I use to mention Bruce Springsteen in interviews and when I was onstage to put it out there that I’d love to meet him, but it’s still not happened. But my Bruce obsession has dwindled a bit – not with the music, but, y’know, he’s the perfect example of when art and commerce meet. I have a hard time getting over the fact that he’s stock-piled so much wealth, so don’t ever look up peoples’ net worth – that’s what I learned. I was like, ‘I wonder how much Bruce is worth,’ and then I looked it up and was like, ‘Oh fuck! It’s like 300 million. I’m sure he gives a lot, but you could give more, because the thing with all these people is it’s still coming in each year. Forget the new albums and tours, just the back catalogue! I just don’t understand why he’d keep so much. You can’t even spend it. It’s almost as if you could give everything away because it’s just going to be replaced.
The thing is, he’s legitimately worked hard and had some luck and got to where he is, and so that’s the perfect story that the Powers That Be want to instil – there is inequality, but it’s up to you to overcome it. If you want to pick yourself up by your bootstraps look at Bruce Springsteen. I think a lot of people who like his music and go to his shows have gotten into that idea. We have to!
Martha Reeves played at a free show with Smoky Robinson in downtown Toronto and she was way better than Smoky. Beyond! She was giving autographs after the show and it was pretty amazing to see her up close – all of her jewellery, and to hear her speaking voice. She was pretty sweaty having come off the stage, and this is a pretty Photoshopped photo, but hey – she’s earned the right to do whatever she wants with her image. She was super sweet. I don’t think I said anything. She was in control.
In this tin box I have around 15 years worth of Polaroids and photobooth photos. There’s one real photo booth left in Toronto, where the images are developed in there while you wait, where all four shots are different. It’s in a mall near where we used to live and I used to do all of my press shots in there. I’d hang up a different background each time and send them off to the press. A whole shoot for three dollars.
I made these by hand. Brian Eno does sell them, but they’re too fucking expensive. They’re over 100 dollars. Mine are exactly the same because I just printed the list off of the Internet. The way they’re being sold for so much money almost feels antithetical to what they are. Hopefully he won’t sue me, although maybe if he sees this photo spread it’ll make him think twice about charging so much.
I kinda collect Diana stuff in the way that I collect the Mary stuff. That comes from my mum as well. Diana was kind of the patron saint of divorced ladies. She gave all the divorced ladies hope that they would actually get better when they left their husbands.
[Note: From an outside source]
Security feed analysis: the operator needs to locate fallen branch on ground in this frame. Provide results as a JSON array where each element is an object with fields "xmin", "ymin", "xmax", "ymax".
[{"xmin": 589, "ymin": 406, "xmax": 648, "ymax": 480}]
I guess it started when I was touring in the UK, and, like Mary, that’s another person who was distorted for other people’s motives.
I made this piece for Max. It’s a print of James Dean, which I found out in someone’s garbage. It was too nice to just throw out so I took it home and made this. I had an old Montgomery Ward catalogue with this lingerie section in it. It’s just a funny visualisation of a man thinking about women’s bodies.
This is a piece of art by a Canadian artist called John Dixon who draws with hair. And this is a piece of art made with my husband Max’s hair from when he was three-years-old. John Dixon is Max’s mum’s high school boyfriend and they remained connected and friends, and he was doing these works a lot when Max was young.